I'm also aware of the absurdity, of merging the land, when in reality it already is merged, it is in harmony, it works best by itself, it is perfect and whole and peaceful just as it is, and all too often it is the desires of mans control that disturb it's harmony. But in contemplating this I contemplate how nature and humanity do and can work and play together harmoniously, each as sacred as the other and without separation.
There are some questions in ritual and performative acts that can't be answered until it is taking place, until the communication between materials, imagery and body are engaged in that moment. So the question for me, as whether to reverse the process, leaving the land in it's original places, can't be answered yet, but I am beginning to feel that the earth understands the performance and is embracing it, and I shall let that engagement speak for itself.
"And so I write a tragedy about how a blade of grass becomes more and more difficult to offer. And about how as you grow older A blade of grass becomes more difficult to accept." Nasz - The Gift.
11th May 2008 -
Yesterday I spent the day looking for some of the sites along The Hope Valley Line. Some things came to mind whilst hoping on and off the train and choosing sites that spoke to me, I had an increasing sense of vulnerability about the performance and couldn't help think of refugees, who are forced to leave their homes and land, but the necessity to move on from something we love happens on many levels, for whole groups of people and for the individual.

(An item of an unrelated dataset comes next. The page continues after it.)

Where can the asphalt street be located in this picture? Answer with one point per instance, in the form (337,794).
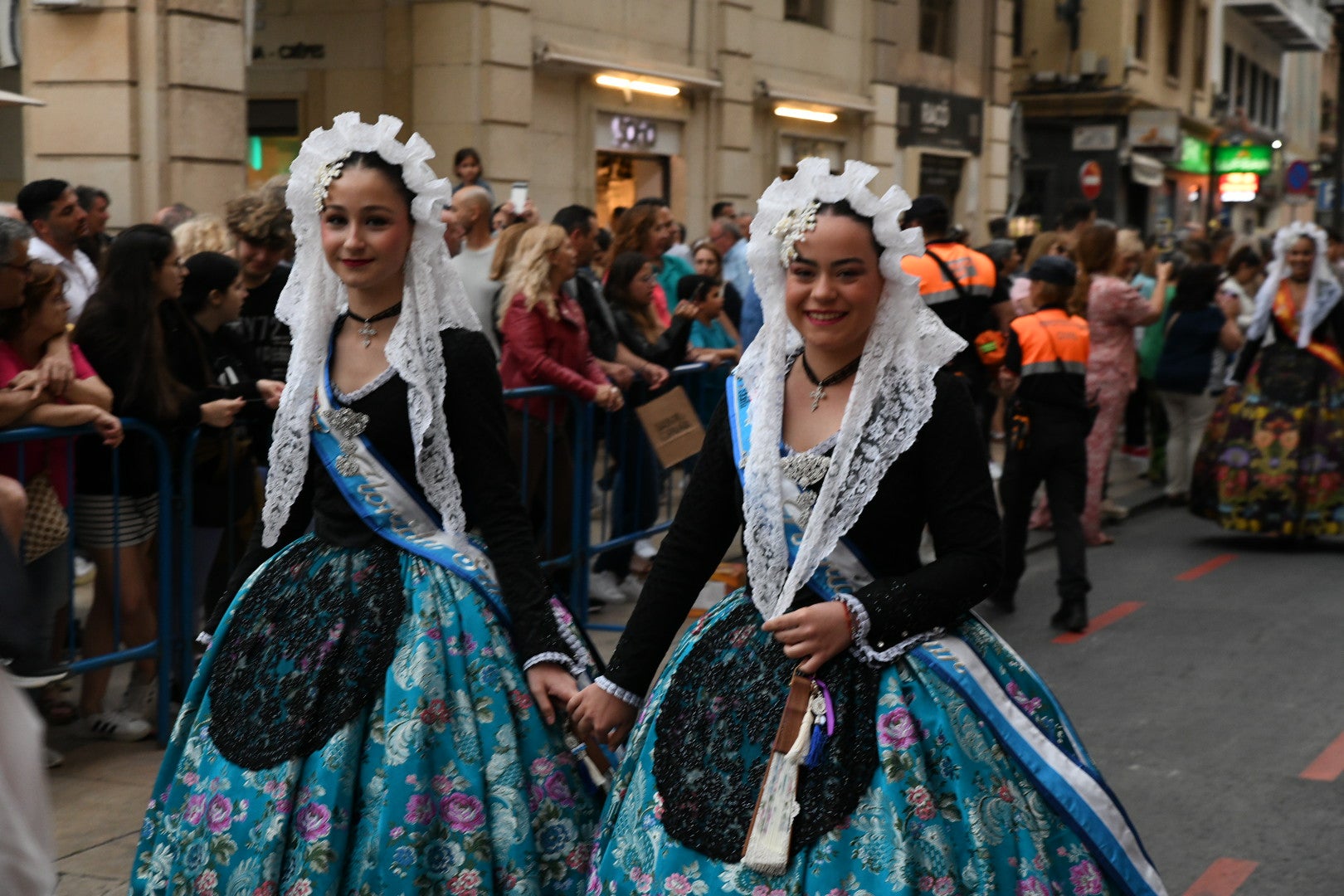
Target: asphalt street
(1210,691)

The land and the soil are becoming representative to the lives and history of the world to me, because the earth has seen it all, the earth knows all of our experiences, and holds our lives in its beauty without judgement.
My sense of homelessness whilst looking for meaningful places to pass through also lead me to think of nomads, and travellers, travelling by train from place to place, living the meaning of transience and embracing it's poetry.
6th June 2008 -
I have completed the site search for the performance of Transmerge and I'm getting to know Hope Valley and the Hope Valley Line more intimately.

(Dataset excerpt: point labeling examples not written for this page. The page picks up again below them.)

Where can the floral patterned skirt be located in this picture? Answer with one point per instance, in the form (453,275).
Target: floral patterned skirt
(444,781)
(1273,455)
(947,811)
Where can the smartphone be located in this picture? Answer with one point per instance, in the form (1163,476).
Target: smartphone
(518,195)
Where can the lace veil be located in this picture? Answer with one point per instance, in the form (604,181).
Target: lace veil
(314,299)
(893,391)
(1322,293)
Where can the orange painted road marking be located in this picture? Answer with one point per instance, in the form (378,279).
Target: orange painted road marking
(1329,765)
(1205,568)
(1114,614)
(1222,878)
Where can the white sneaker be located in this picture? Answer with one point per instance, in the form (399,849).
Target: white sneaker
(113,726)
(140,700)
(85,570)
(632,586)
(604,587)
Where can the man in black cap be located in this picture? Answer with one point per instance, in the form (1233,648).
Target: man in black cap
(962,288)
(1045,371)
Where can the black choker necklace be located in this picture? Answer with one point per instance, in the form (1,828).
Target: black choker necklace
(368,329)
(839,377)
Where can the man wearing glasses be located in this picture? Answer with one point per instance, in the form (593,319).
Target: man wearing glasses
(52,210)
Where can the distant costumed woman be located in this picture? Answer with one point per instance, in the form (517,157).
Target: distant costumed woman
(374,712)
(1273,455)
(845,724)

Transmerge has been unfolding in front of me with every train stop along the way to Manchester, the chosen sites have been perfect finds for the performance, and surprisingly immediate to select, the landscape of Hope Valley has been very directive, and has been communicating the meaning of Transmerge to me, and the meaning of being in Hope Valley.
I'd unconsciously developed a system of looking at the landscape passing on the train, and walking around the immediate area to see what the site was saying, with a rule of looking at it's immediacy, and not wondering away too far just to find a spot where it would be nice to be in and easy to perform at, if the landscape and site spoke in a difficult way, or was uncomfortable to be in, I didn't want to avoid what it was communicating to Transmerge. Keeping to this initially unconscious system helped me to keep to a truth of the meaning of Transmerge, and Hope Valley, and helped me to just let it unfold.
Along side the landscape and the train route the people on the train and on the sites have become an increasing integral part of Tranmerge, people leaving cities to walk in nature, people leaving there villages to go out on the town at night, lovers parting and uniting, trainspotters, nature photographers, and people unravelling their stories to each other along the journey, or stopping to pray, or just watching everything pass by.
As the landscape changes along the Hope Valley Line, so do it's people, as trees turn into concrete, as small villages turn into estates, and then into cities.